L’effort porté sur la caractérisation des bois justifie également que l’on mette en place les moyens de conserver les données de chaque pièce physique dans le temps, pour pouvoir les réemployer de nouveau, sans devoir tout refaire. L’enjeu est de garantir une méthode qui puisse perdurer années après années, avec des durées de vie supérieures à 50 ans.

Figure 3 : Fiche produit RESTWOOD
Construire avec du bois de réemploi, c’est déjà construire autrement
Intégrer du bois de structure de réemploi dans un projet, ce n’est pas simplement substituer un matériau neuf par un autre. C’est adopter une vision circulaire, plus sobre, plus exigeante aussi – qui suppose d’anticiper la conception, de coopérer et d’innover à toutes les étapes.
Il s’agit également de participer à une transition systémique de la filière bois-construction, en réponse à des enjeux concrets : raréfaction des ressources, pression sur les forêts, dérèglement climatique, hausse des coûts, attente sociétale croissante, évolution des pratiques…
Le bois de réemploi structurel reste aujourd’hui une pratique pionnière. Mais les lignes bougent. Grâce à des projets comme RESTWOOD, une filière professionnelle se dessine, avec ses méthodes, ses outils, ses réseaux, ses acteurs engagés.
À terme, il ne sera plus question de savoir si le bois de réemploi est possible, mais comment l’intégrer efficacement, au bon moment, avec les bons partenaires.

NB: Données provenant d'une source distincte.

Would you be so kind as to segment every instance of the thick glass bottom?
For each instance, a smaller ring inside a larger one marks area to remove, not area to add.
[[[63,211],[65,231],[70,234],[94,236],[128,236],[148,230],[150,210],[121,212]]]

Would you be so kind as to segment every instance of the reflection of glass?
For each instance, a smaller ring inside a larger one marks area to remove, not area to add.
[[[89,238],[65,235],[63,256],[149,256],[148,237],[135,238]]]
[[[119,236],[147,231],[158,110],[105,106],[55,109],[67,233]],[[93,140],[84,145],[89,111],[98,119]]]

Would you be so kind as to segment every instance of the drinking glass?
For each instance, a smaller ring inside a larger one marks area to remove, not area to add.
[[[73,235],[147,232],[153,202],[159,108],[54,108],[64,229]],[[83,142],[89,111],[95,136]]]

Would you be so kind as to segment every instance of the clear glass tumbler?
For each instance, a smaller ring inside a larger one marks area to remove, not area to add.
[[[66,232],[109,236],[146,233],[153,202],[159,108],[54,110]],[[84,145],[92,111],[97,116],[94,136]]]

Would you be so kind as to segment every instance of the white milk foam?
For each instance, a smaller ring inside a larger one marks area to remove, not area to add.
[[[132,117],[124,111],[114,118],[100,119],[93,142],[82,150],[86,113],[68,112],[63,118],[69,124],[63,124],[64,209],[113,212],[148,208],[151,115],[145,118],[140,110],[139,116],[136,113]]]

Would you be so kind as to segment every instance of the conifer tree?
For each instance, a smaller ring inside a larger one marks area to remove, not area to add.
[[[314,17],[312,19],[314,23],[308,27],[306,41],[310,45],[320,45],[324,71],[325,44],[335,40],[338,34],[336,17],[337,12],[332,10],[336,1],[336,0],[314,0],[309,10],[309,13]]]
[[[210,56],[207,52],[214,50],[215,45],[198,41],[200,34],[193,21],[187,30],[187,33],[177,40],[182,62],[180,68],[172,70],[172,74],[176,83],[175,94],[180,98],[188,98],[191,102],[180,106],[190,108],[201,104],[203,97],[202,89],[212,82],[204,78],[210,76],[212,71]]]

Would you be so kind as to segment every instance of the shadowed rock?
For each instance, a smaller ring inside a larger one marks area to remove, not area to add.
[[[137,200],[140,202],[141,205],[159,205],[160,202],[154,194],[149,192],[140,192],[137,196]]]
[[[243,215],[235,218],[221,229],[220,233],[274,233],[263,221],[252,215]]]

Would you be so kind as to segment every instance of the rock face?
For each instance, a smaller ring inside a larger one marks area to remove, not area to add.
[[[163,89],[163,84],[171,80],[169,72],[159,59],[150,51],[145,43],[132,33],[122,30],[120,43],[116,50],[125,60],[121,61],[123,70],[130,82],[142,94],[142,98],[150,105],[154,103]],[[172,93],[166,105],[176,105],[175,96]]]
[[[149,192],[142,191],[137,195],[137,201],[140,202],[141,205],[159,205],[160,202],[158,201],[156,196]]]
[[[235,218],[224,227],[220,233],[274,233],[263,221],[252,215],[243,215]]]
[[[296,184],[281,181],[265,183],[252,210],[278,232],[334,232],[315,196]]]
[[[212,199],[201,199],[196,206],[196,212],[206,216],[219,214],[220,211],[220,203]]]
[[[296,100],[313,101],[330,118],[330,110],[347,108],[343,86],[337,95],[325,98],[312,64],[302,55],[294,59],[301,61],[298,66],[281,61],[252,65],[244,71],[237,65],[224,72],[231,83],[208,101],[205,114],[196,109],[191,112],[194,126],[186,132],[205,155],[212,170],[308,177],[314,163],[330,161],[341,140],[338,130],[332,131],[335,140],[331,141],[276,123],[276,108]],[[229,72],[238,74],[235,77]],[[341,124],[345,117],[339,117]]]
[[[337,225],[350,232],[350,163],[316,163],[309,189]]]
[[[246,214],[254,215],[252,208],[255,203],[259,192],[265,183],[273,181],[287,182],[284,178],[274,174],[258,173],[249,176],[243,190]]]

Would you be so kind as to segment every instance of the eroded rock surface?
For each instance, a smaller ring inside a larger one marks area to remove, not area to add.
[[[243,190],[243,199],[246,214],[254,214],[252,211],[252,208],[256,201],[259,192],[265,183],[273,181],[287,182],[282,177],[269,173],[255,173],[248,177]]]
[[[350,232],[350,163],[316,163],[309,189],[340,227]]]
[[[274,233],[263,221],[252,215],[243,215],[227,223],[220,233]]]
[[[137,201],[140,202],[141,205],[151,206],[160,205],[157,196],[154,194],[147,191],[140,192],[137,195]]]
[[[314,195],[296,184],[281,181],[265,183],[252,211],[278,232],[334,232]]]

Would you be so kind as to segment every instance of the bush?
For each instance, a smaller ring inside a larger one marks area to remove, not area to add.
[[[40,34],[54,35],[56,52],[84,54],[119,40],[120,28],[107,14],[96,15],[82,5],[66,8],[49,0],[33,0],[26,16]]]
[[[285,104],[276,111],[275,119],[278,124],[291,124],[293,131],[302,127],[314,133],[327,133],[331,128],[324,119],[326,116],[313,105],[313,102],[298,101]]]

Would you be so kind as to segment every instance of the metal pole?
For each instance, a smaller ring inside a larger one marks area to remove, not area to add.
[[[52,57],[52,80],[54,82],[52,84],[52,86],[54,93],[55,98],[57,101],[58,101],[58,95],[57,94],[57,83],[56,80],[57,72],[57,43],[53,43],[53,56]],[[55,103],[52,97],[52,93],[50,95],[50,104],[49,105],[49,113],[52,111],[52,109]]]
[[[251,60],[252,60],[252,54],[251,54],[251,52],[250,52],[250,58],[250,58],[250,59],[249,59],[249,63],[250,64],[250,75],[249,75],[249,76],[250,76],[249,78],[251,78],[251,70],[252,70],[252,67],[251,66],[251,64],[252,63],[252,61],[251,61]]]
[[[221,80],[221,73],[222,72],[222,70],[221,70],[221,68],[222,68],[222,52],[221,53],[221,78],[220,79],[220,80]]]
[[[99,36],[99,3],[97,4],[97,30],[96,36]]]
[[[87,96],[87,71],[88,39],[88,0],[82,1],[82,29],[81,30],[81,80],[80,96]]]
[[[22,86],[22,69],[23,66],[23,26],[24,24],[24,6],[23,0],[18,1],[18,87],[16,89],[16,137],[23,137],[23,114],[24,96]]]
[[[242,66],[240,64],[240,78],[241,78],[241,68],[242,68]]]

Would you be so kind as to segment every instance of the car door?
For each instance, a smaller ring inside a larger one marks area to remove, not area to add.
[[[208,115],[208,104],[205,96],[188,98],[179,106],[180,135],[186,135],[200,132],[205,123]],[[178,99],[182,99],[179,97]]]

Pour y parvenir, il faudra franchir une dernière marche : la reconnaissance normative, à travers la rédaction de règles professionnelles partagées. Cette étape permettra au bois de réemploi de devenir non plus une exception, mais une véritable solution technique et économique, prête à changer la manière dont nous construisons : la clé vers la reconnaissance en tant que technique courante.